Upon the white sand sprawled along the shore, Mat-la-ak has the good fortune to discover Nay-ko-ta not as objectionable as he might have thought. She is warm and receptive as his mother might have been and he is happy. If there is pain, for she is 14, and the folds of her babyhood hang on her belly and the shy white nipples of breasts in beautiful brown skin, yes, if there is pain, she does not show it.

“We are making a nation.”

“Oh, yes great chief,” mocks Ti-ta-shi. Though her brother is a good man he talks like a bird that would deceive you while believing its own twittering.

“Strike deep Kan-o-win, and hard, go to seed in there.” Mat-la-ak urges his boyhood friend. Ti-ta-shi reaches over from under Kan-o-win’s rocking bulk and smacks her brother playfully, for she is not unknown to the pleasantness of her situation. Mat-la-ak hardly notices, lying there finding the insides of Nay-ko-ta much to his liking and much more and continually so until he succeeds in seeding the nation of his dreams, and, of course, necessity.

“You are so stupid.” Ti-ta-shi says but it is not obvious to whom she is speaking and the tone of her voice is filled with humour, like when she herself has done something wrong and the foolishness of it is revealed in the teasing voices of others. She leans her head back to hear forward, to hear a dream, to hear her own worthless person rasping at her insides.

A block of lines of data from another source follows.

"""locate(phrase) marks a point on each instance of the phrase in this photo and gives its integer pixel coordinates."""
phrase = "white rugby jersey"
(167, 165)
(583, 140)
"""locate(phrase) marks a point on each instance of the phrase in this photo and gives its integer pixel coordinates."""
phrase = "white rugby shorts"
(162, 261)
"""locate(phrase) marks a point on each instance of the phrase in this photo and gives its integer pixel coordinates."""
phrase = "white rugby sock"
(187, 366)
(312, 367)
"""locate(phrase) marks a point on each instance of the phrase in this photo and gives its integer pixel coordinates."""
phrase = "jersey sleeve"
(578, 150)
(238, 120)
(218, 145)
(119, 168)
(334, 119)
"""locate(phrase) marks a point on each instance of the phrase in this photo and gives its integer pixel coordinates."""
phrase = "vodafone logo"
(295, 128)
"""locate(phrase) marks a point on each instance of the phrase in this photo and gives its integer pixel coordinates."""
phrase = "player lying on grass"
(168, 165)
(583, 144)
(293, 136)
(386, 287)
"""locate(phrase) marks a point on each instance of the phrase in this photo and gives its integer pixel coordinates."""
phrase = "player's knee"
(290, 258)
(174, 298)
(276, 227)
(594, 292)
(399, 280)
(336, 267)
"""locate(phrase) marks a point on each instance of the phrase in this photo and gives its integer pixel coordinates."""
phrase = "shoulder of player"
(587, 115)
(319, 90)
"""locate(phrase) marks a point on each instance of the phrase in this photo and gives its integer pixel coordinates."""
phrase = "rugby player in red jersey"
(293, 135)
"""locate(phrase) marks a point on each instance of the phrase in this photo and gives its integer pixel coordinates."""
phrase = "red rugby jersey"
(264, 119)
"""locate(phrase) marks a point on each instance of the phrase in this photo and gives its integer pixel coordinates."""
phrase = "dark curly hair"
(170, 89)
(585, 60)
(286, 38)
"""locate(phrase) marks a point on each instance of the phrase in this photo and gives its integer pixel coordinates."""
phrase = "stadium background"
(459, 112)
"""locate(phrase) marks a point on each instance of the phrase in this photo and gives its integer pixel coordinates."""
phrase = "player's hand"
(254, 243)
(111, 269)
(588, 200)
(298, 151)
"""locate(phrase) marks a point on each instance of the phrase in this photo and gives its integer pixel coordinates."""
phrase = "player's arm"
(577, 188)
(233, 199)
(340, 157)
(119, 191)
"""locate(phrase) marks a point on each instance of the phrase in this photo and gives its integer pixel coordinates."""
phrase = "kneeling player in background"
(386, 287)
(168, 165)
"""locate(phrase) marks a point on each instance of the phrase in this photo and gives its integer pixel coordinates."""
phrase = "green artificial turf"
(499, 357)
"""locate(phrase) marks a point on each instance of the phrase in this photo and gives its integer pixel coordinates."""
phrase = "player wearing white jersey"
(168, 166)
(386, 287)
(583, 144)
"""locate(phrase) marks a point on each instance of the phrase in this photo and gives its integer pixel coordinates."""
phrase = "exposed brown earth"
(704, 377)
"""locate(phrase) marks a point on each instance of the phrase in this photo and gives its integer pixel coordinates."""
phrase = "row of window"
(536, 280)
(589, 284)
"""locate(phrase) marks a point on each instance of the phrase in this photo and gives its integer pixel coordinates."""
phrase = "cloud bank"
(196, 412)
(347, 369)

Far back from her pleasure is the legend they know not that they will become. But there will come a day that Mat-la-ak will in his thinking suddenly look up from the beach where he is picking the small dried grasses to light a fire and the story will come to him. His best one to make the many others of his people see who they are. But he cannot see that far this night, and with his Nay-ko-ta so close, he wouldn’t want to.

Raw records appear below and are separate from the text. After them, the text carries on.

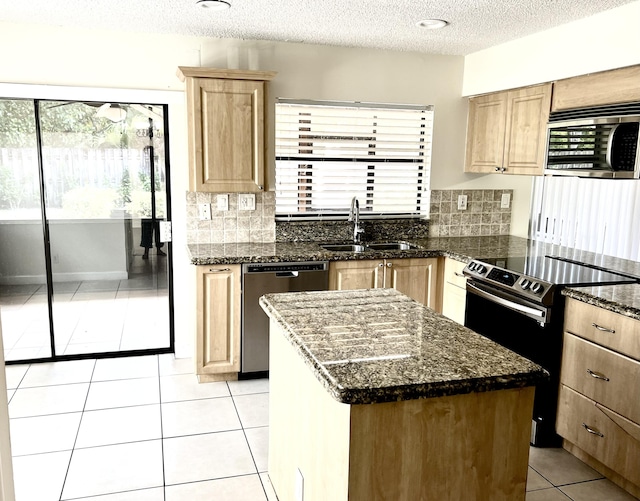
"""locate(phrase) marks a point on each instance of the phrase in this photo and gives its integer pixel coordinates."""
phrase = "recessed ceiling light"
(213, 4)
(432, 24)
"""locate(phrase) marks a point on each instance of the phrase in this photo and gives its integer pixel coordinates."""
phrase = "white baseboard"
(64, 277)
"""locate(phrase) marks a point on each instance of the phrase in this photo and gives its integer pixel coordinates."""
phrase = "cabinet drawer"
(602, 375)
(608, 437)
(609, 329)
(453, 273)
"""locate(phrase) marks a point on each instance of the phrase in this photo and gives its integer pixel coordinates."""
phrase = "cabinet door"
(226, 134)
(218, 321)
(349, 275)
(485, 132)
(602, 375)
(417, 278)
(526, 130)
(454, 292)
(601, 433)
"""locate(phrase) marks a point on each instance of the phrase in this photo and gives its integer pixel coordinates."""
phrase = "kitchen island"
(376, 397)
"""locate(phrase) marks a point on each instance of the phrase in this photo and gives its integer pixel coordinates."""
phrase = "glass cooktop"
(558, 271)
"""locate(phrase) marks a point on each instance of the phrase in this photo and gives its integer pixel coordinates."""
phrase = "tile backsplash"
(482, 217)
(233, 225)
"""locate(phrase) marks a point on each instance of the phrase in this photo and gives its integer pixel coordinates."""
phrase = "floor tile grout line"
(244, 434)
(86, 398)
(164, 473)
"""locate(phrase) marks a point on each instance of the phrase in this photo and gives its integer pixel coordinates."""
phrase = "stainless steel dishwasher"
(265, 278)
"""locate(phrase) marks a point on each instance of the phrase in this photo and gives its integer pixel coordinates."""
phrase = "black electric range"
(516, 301)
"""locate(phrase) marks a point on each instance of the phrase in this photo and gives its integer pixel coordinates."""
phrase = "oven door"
(533, 331)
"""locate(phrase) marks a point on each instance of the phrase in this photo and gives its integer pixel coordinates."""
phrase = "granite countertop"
(459, 248)
(622, 299)
(373, 346)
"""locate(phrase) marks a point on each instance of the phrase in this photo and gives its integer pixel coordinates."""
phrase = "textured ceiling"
(383, 24)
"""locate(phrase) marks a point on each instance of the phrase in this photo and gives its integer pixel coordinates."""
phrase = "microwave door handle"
(520, 308)
(610, 141)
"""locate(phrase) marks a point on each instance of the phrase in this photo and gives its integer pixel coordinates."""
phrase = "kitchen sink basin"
(391, 246)
(345, 248)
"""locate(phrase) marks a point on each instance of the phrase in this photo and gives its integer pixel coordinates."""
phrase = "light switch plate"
(247, 201)
(165, 231)
(204, 211)
(222, 202)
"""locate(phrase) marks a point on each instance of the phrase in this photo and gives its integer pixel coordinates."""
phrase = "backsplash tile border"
(233, 225)
(483, 217)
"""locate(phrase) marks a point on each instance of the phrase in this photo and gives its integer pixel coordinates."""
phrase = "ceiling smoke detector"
(432, 24)
(213, 4)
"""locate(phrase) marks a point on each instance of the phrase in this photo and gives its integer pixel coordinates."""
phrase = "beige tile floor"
(143, 429)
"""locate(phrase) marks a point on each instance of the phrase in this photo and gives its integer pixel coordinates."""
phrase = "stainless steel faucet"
(354, 215)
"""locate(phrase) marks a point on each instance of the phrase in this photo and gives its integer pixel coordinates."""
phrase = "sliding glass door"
(23, 271)
(100, 271)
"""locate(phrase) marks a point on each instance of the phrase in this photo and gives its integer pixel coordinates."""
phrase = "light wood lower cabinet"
(599, 403)
(218, 322)
(597, 433)
(452, 448)
(417, 278)
(454, 290)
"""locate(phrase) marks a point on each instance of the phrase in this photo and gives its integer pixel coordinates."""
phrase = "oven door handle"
(512, 305)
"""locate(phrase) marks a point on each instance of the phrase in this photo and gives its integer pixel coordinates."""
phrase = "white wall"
(602, 42)
(100, 59)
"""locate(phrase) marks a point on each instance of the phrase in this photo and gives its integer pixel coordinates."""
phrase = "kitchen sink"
(391, 246)
(345, 248)
(368, 247)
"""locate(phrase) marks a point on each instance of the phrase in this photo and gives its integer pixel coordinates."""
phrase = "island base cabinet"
(470, 446)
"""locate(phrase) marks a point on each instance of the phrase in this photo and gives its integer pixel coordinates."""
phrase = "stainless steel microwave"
(593, 146)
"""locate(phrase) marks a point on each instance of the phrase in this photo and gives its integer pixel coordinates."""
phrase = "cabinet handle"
(592, 431)
(603, 329)
(597, 375)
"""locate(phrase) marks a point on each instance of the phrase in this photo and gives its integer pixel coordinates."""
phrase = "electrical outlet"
(205, 212)
(299, 486)
(247, 201)
(222, 202)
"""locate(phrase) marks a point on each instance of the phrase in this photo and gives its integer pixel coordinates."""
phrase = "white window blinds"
(596, 215)
(328, 152)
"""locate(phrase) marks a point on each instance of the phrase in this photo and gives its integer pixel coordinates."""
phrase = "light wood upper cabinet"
(226, 126)
(506, 131)
(218, 322)
(417, 278)
(606, 87)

“You’ll beg me for this,” Kan-o-win, emboldened says to Ti-ta-shi, and she, “I’ll beg someone.” Yet she takes her hand and holds it to his hair and closes her eyes, feels with her fingers the long bone of his forehead where it had been bound with cloth and two cedar shingles to make his head long and beautiful.

And the last word comes from shy Nay-ko-ta, “You both are such crooked people, now. I cannot help but laugh.”

Mat-la-ak opens his eyes from the peak of love to say his thanks, to her, to the others for doing their parts. But what he returns to is darkness. Night moisture is upon his skin and the roaring fire is reduced to red embers that gleam up from inside the very ground. He has been asleep. He has had a sleeping vision. And the dream means – for it would not come to him were it not true – that with long years of work his people will once again prosper on this earth at the edge of the sea. He can close his eyes without conjecture, without questioning whether the few others will listen to him. They will follow indeed, he needs only patience and soft speaking.